Developing effective yet lightweight local networks is an excellent way to build AI applications that are genuinely personal and stay 'off the grid', while putting statistical analysis principles in favor of the user, who is normally served the 'statistical mean' recommendation based on thousands of data points from other users in centralized machine learning systems.

Unhelpful predictions and recommendations tend to occur because overly-reductive machine learning models will lead an inference system to a 'lowest common denominator' result, as the model is too optimized to return useful results for 'outliers' (especially on slimmed-down mobile machine learning systems). A great deal of human manual weighting is needed to overcome some of the inherent weaknesses in the principles of statistical analysis.

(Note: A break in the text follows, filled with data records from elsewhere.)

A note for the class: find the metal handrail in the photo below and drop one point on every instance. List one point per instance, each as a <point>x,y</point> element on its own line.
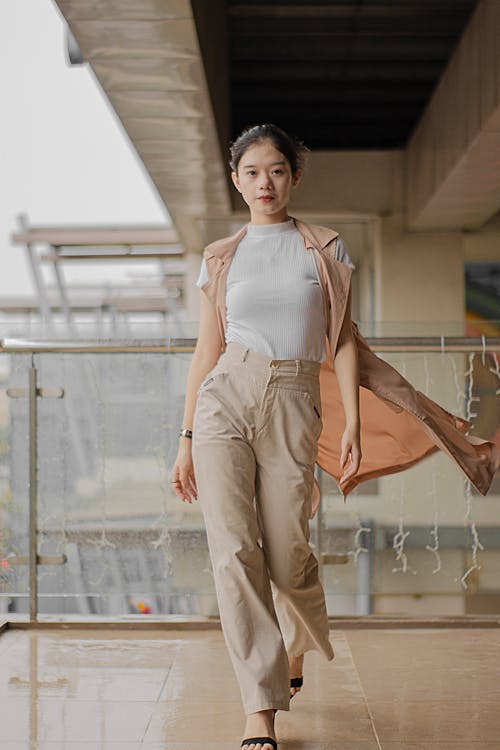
<point>185,345</point>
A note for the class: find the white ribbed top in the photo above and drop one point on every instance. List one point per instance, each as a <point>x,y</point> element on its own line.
<point>274,302</point>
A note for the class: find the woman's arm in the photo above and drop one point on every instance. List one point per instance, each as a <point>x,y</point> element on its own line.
<point>347,371</point>
<point>205,356</point>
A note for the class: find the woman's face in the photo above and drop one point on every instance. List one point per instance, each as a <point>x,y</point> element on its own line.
<point>264,179</point>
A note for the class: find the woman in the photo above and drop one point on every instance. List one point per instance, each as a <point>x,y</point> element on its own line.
<point>272,405</point>
<point>255,413</point>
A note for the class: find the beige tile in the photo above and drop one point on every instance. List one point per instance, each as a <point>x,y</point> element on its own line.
<point>182,722</point>
<point>288,745</point>
<point>434,722</point>
<point>74,721</point>
<point>417,665</point>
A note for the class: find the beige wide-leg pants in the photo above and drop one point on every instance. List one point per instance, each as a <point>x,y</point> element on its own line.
<point>255,431</point>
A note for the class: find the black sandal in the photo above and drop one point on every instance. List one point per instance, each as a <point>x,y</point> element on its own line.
<point>262,741</point>
<point>296,682</point>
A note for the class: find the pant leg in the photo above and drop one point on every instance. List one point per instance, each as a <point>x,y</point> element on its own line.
<point>285,452</point>
<point>224,467</point>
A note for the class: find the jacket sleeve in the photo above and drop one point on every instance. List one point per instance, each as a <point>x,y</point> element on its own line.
<point>342,254</point>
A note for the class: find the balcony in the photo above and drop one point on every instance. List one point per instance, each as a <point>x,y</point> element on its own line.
<point>109,624</point>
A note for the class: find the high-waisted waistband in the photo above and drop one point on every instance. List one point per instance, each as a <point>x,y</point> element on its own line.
<point>240,353</point>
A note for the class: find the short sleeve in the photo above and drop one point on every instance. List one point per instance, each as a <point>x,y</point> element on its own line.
<point>203,277</point>
<point>342,254</point>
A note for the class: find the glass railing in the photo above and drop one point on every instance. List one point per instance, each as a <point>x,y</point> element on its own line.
<point>90,527</point>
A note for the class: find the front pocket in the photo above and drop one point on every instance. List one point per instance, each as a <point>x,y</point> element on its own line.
<point>210,379</point>
<point>316,411</point>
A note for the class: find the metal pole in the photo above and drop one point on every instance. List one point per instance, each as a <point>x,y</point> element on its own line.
<point>33,493</point>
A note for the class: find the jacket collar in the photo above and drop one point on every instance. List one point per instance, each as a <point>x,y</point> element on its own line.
<point>312,234</point>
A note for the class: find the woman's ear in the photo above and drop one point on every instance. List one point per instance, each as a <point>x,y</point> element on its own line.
<point>296,178</point>
<point>235,180</point>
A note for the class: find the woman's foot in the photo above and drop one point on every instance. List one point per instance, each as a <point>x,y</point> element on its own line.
<point>260,724</point>
<point>296,665</point>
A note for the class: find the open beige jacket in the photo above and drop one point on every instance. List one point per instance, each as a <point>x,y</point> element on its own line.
<point>399,425</point>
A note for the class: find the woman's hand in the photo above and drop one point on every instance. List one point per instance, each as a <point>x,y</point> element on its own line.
<point>350,449</point>
<point>183,479</point>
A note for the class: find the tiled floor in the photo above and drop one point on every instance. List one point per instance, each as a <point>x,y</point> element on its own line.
<point>421,689</point>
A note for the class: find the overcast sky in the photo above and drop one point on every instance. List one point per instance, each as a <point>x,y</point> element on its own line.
<point>64,157</point>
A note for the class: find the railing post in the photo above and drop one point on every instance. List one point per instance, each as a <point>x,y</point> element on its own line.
<point>33,493</point>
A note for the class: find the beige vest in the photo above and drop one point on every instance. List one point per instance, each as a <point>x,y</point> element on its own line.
<point>399,425</point>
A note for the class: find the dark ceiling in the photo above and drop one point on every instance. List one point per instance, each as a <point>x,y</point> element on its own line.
<point>340,74</point>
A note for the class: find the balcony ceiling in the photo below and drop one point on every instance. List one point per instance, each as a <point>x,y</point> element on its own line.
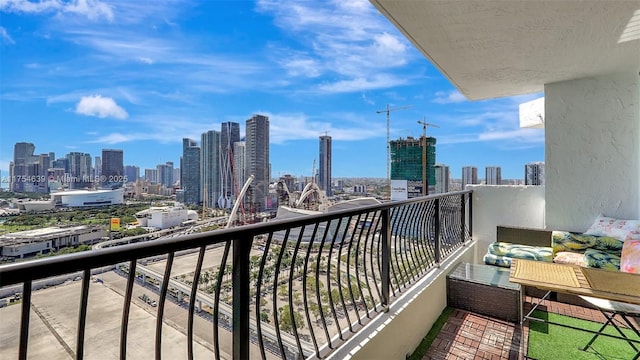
<point>496,48</point>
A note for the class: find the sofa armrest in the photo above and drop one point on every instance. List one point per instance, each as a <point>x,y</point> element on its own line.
<point>524,236</point>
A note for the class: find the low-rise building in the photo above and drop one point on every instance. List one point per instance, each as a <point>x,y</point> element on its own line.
<point>29,243</point>
<point>165,217</point>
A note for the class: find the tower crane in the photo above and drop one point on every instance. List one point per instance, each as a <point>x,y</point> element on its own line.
<point>425,181</point>
<point>389,110</point>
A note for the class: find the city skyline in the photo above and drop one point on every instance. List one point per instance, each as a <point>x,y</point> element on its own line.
<point>116,74</point>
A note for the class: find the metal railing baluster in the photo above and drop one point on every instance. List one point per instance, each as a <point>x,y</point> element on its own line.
<point>82,316</point>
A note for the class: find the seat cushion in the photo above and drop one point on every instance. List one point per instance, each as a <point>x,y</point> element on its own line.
<point>518,251</point>
<point>602,260</point>
<point>630,258</point>
<point>571,258</point>
<point>497,260</point>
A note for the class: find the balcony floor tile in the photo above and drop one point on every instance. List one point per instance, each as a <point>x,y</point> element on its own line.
<point>467,335</point>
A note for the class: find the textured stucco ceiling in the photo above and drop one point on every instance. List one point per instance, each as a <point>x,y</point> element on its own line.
<point>501,48</point>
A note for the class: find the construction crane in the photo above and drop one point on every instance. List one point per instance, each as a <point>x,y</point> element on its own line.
<point>425,181</point>
<point>389,110</point>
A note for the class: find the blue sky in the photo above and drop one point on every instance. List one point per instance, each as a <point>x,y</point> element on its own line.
<point>83,75</point>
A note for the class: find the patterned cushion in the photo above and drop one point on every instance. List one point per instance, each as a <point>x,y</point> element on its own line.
<point>578,242</point>
<point>521,251</point>
<point>630,258</point>
<point>616,228</point>
<point>569,257</point>
<point>497,260</point>
<point>602,260</point>
<point>568,241</point>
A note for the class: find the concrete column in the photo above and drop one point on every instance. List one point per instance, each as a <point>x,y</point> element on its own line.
<point>592,165</point>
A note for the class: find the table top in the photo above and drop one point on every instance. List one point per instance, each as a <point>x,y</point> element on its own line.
<point>564,278</point>
<point>484,274</point>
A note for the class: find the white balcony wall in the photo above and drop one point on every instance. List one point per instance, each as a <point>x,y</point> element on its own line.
<point>592,150</point>
<point>397,333</point>
<point>493,205</point>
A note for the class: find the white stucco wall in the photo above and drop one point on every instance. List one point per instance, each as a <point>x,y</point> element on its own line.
<point>493,205</point>
<point>398,332</point>
<point>592,150</point>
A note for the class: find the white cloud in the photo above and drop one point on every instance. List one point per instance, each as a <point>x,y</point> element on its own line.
<point>345,38</point>
<point>92,9</point>
<point>4,35</point>
<point>380,81</point>
<point>99,106</point>
<point>285,127</point>
<point>443,97</point>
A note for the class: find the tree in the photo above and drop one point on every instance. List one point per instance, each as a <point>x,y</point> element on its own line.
<point>264,317</point>
<point>286,323</point>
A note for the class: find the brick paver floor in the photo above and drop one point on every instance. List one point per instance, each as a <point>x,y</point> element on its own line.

Since people are strange, studying them en masse frequently fails to reveal any useful information about any single one of them.

If ten people in a crowd of twenty prefer chocolate ice-cream, and the other ten prefer strawberry, the mean result that a centralized recommender system might produce is that they all like chocolate and strawberry flavor (since the results produced a zero weighting); or that none of them like either flavor (since each one's preference is cancelled out by another's); or that they all only like vanilla (since it is the third-favorite flavor and they don't seem to like anything else).

The weakness of AI recommender systems that use centralized, aggregated data in this way is that they are either susceptible to such logic-traps or else are easily biased by strange outliers 'blowing the curve'.

For this reason, a degree of manual weighting is usually necessary in recommender and prediction systems. Since human power resources are limited, these weights will usually also favor the most popular or generalized results.

With local updateable machine learning algorithms, as implemented via Core ML and other open-source projects, the more limited computing resources of a small device are off-set by the fact that the incoming data relates to no one else but the specific user — a level of specificity that is probably not practicable in any other scenario.

The social and commercial imperatives to drive down power usage in desktop and mobile devices is set to impose an ongoing austerity regarding the machine learning capabilities of mobile devices in the future.

Therefore, the key to success in this sector, for the time being, lies in directing these highly optimized resources to the specific, local digital world of the end user and in providing a level of personalization that could never be achieved by updating centrally aggregated machine learning models.

However, companies will need to contend with the challenge of keeping their mobile machine learning deployments on the user's system. This is likely to make performance analysis and ongoing improvement a challenge, and will require clear and transparent sharing policies, where the host system even permits it.

This applies more to bug reporting, customer satisfaction and engagement feedback mechanisms than for exfiltrating local data with a view to analyzing it in more powerful cloud-based machine learning systems.

In any case, personal data that's highly relevant to the end user, and which can create a dazzlingly relevant local experience, would contribute little to a more homogenous dataset, for the reasons we examined earlier. Except to prove, once again, that people aren't the same all over.